Tuesday, November 10, 2015

A Moment of Reflection

Therefore we do not lose heart. Though outwardly we are wasting away, yet inwardly we are being renewed day by day. (2 Corinthians 4:16 NIV)

I take a moment out of the wildness and wackiness of my typical world to pause and reflect on the life of a dear friend who departed from this life five days ago.  I attended her visitation this evening.  I only found out about her death just last night.

I met Doris 10 years ago when I was working at an automotive interiors plant.  She told me stories of her son (who is about my age) and daughter, and of her life in general.  I wasn't a smoker, but I often found myself outside with the smoking crowd just to get out of the building for a while on breaks, and also because Doris and the other people who sat outside often had more amusing stories and jokes to tell than the ones who usually stayed inside (for some reason - I never quite figured that one out; maybe they just took more walks on the wild side, who knows).  Doris tried to look out for me.  She would often give me good advice (although I was often too stupid and naive to listen and take her advice on things) and let me know when I was being stupid, which is definitely what a guy-crazy 20-something needs who continuously makes idiotic mistakes when it comes to guys (I still need  guidance along those lines as a single 30-something, but anyway).  She also helped me be aware of my strong points, as well.  She always told me I was too smart and too good with computers to stay in a place like that, even though I assumed at the time I would retire from the factory.  We worked together for roughly 5 years before we were laid off together among approximately 118 other employees.

I have made several friends and acquaintances through the years, and I have worked with hundreds of people since I began my journey into the workforce 17 years ago.  I worked with at least 900 people at that first job at the factory.
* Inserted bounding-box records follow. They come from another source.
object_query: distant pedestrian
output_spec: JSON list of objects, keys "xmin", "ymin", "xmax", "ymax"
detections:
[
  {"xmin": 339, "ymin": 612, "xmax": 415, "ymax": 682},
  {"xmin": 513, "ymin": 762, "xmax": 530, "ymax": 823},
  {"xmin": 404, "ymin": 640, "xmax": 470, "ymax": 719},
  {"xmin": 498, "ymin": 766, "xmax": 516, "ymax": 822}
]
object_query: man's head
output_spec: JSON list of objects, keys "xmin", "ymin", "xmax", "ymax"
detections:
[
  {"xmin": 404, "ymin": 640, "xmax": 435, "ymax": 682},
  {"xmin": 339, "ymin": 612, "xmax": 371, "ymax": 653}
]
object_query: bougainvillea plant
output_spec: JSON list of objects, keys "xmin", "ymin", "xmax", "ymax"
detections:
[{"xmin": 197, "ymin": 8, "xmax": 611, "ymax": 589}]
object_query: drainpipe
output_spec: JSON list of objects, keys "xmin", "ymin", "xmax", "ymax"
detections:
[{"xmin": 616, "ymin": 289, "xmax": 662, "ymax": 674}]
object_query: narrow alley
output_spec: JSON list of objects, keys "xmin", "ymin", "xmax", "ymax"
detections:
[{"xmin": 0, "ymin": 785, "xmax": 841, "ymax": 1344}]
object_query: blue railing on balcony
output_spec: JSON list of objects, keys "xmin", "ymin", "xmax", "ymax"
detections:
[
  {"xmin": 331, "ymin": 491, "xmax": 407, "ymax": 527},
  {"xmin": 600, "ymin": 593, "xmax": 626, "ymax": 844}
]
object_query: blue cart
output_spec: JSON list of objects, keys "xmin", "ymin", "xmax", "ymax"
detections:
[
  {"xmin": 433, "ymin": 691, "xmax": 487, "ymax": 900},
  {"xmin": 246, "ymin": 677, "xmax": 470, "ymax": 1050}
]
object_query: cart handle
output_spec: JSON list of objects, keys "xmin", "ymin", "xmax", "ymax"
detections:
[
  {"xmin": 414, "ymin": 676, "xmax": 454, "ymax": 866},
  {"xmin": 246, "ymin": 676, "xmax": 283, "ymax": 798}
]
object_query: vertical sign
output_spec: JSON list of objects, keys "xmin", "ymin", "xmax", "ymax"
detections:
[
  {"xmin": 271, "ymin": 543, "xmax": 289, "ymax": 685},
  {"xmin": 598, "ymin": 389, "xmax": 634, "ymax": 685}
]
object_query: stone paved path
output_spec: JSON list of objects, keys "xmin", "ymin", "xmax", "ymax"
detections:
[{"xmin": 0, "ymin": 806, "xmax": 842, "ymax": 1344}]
Honestly, you don't get close to a lot of people except here and there in the workforce.  Doris helped me see things differently.  After the layoff, we would run into each here and there.  I didn't keep in touch as I should have, to be honest.  But I did see her at her workplace (a local convenience store) or at the local Walmart.

We always think there's going to be time, don't we?  One day, you see someone, healthy and their usual self, and sometimes they pass suddenly, whether by an accident of some sort or an illness.  It's going to happen, no matter what we say or do.  Do we think people are just always going to be there, like they're invincible or something?  Do we let time just get away from us?

In the long run, yes, we do have to prioritize our lives.  I keep telling myself I'm go to do better, that I'm going to make better use of my time. And yet, I still let it get away from me.

I said goodbye to a friend tonight.  I pray that her (grown) children find peace and comfort in the days ahead.  I was very lucky to have known their mother.

Goodbye and rest in peace, my friend.